Bir diğer husus: Yine iletişim hakkının çiğnenmesi veya iletişim hakkına ilişkin olan durumlarda ortaya çıkabilecek olan hak ihlallerine karşı Türk Ceza Yasası'nın 132'nci maddesi ile 243'üncü ve 245'inci maddeleri bu hususları düzenliyor. Dolayısıyla, biz bu kanun teklifine şöyle global anlamda baktığımız zaman, genel anlamda baktığımız zaman Anayasa'ya aykırılığı bir şekilde, gerçek anlamda göz önünde bulundurulması gerekiyor, bizim iddiamız odur ve bu konuda da itirazım var. Öncelikle bu hususun oylanmasını biz talep ediyoruz, Anayasa'ya aykırılığı söz konusu.

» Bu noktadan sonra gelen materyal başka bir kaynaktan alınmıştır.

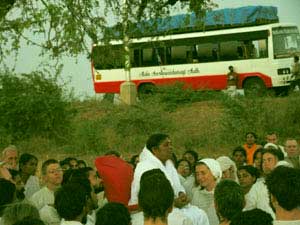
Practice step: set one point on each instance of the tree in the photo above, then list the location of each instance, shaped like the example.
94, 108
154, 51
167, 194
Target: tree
70, 26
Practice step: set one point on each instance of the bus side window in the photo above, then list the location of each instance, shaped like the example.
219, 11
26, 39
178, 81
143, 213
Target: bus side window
178, 54
240, 52
136, 62
147, 57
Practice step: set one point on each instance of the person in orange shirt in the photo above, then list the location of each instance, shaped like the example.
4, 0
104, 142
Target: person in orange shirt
250, 146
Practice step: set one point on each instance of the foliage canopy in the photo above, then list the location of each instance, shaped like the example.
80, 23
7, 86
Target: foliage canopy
70, 26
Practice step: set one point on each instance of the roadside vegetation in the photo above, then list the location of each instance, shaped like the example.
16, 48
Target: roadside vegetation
38, 116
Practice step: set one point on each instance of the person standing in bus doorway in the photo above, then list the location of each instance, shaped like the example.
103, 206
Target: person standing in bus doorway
232, 79
295, 74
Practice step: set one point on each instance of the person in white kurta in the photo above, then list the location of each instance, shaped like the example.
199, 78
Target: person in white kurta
27, 167
258, 196
208, 174
159, 158
52, 176
32, 186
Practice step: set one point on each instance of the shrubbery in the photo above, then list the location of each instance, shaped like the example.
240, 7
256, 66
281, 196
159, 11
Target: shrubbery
32, 105
35, 114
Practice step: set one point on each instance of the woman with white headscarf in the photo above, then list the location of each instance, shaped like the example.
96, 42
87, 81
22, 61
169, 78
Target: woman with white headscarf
207, 173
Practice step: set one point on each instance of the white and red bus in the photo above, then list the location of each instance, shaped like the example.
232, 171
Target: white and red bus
261, 55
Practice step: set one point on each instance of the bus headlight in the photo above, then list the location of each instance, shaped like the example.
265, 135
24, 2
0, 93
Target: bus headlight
284, 71
98, 76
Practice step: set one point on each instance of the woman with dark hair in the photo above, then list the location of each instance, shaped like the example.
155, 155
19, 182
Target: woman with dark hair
8, 194
250, 146
134, 160
27, 167
192, 157
239, 156
257, 159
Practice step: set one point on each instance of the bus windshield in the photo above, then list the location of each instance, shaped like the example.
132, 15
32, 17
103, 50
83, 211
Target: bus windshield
286, 42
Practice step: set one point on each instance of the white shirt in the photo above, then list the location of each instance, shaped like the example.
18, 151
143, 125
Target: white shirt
49, 215
32, 186
148, 162
289, 222
205, 200
176, 217
188, 183
43, 197
258, 197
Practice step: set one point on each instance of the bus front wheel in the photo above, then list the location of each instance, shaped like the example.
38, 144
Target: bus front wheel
254, 87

Bir diğer anlam da değerli arkadaşlar, yine Anayasa'nın 90'ıncı maddesi çerçevesinde baktığınızda Avrupa İnsan Hakları Sözleşmesi'nin 8'inci maddesine aykırılık söz konusu dolayısıyla yine Anayasa'ya aykırılığı söz konusu. Bir diğer açıdan baktığımız zaman, bu Ceza Muhakemesi Kanunu'nun 134'üncü, 135'inci ve 137'nci maddesi açısından baktığınız zaman bu kanun ile Ceza Muhakemesi Kanunu arasında bir uyarlılığının olması gerektiğini biz burada kesinlikle belirtmek istiyoruz çünkü burada da tek başına bu kanun teklifi özellikle internet ortamında yapılan yayınlara ilişkin bir kanuni düzenleme olduğu için bu kanunlarla bir irtibatının ve rabıtanın bir şekilde değerlendirmeye tabi tutulması gerektiğini biz burada belirtmek istiyoruz.

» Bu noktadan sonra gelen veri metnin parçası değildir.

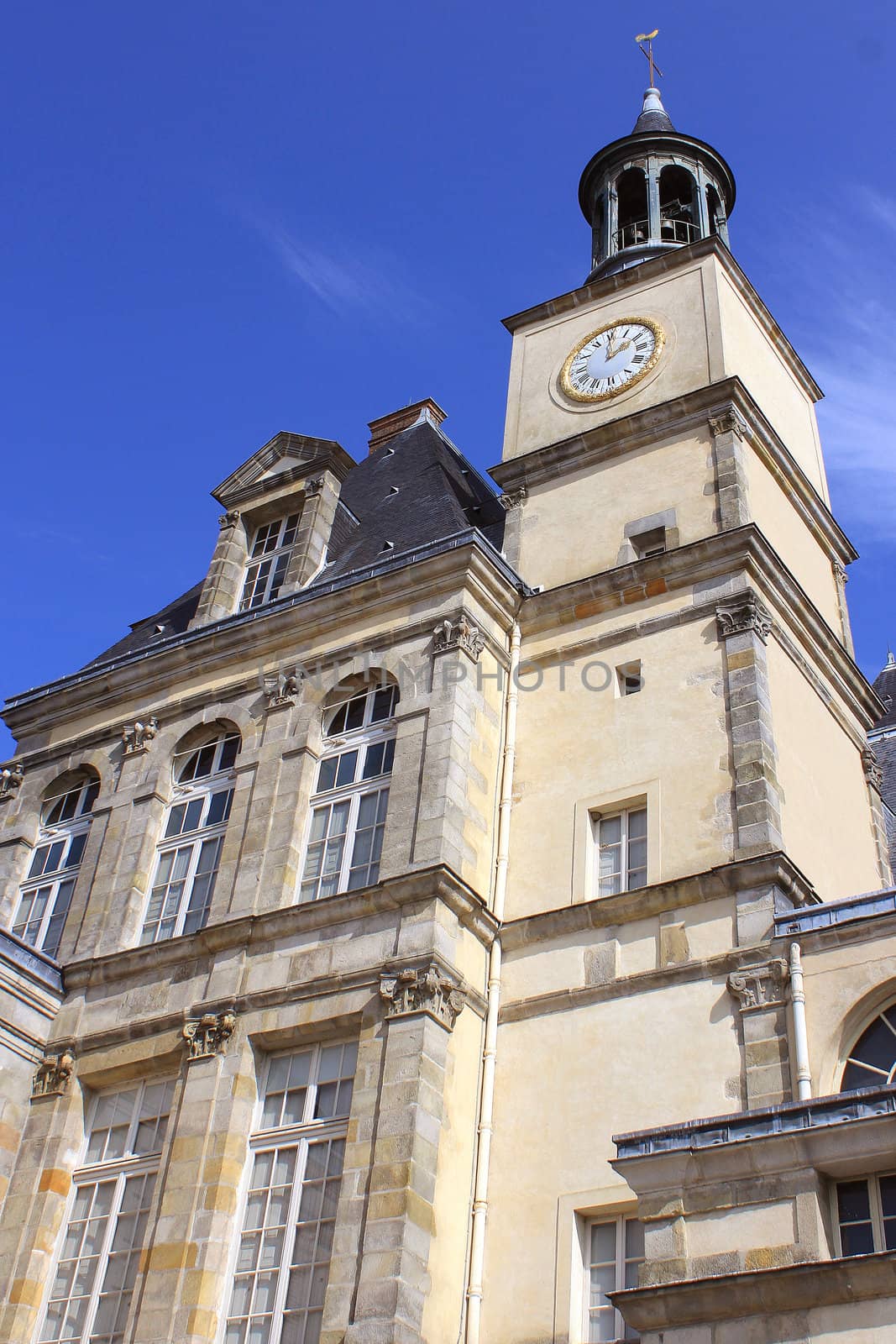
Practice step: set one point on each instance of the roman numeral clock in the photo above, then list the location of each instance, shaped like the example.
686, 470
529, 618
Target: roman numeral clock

Özellikle temel ceza yasası olan Türk Ceza Kanunu'nun 132'nci, 243'üncü ve 245'inci maddelerine ve devamındaki maddeleriyle bağlantılı olabileceğini biz düşünüyoruz ve dolayısıyla bu maddelerle de temel ceza yasalarıyla da bir rabıta ilişkisinin kurulması gerekiyor ve ezcümle şunu belirmek istiyorum: Yani bu kadar hızlı bir şekilde, bu kadar alelacele getirilen bu kanun aslında temel ceza yasalarına ve aynı zamanda Anayasa'ya, uluslararası hukuka aykırı olabilme ihtimali çok yüksektir dolayısıyla bu yönüyle de bir değerlendirmeye tabi tutulması gerektiğini biz burada belirtmek istiyoruz. Öncelikle, Anayasa'ya aykırılık ve öte taraftan biraz önce de belirtiğim gibi temel yasalara aykırılık nedeniyle de bu yönüyle de değerlendirilmeye alınması gerektiğini düşünüyorum.

Teşekkür ediyorum.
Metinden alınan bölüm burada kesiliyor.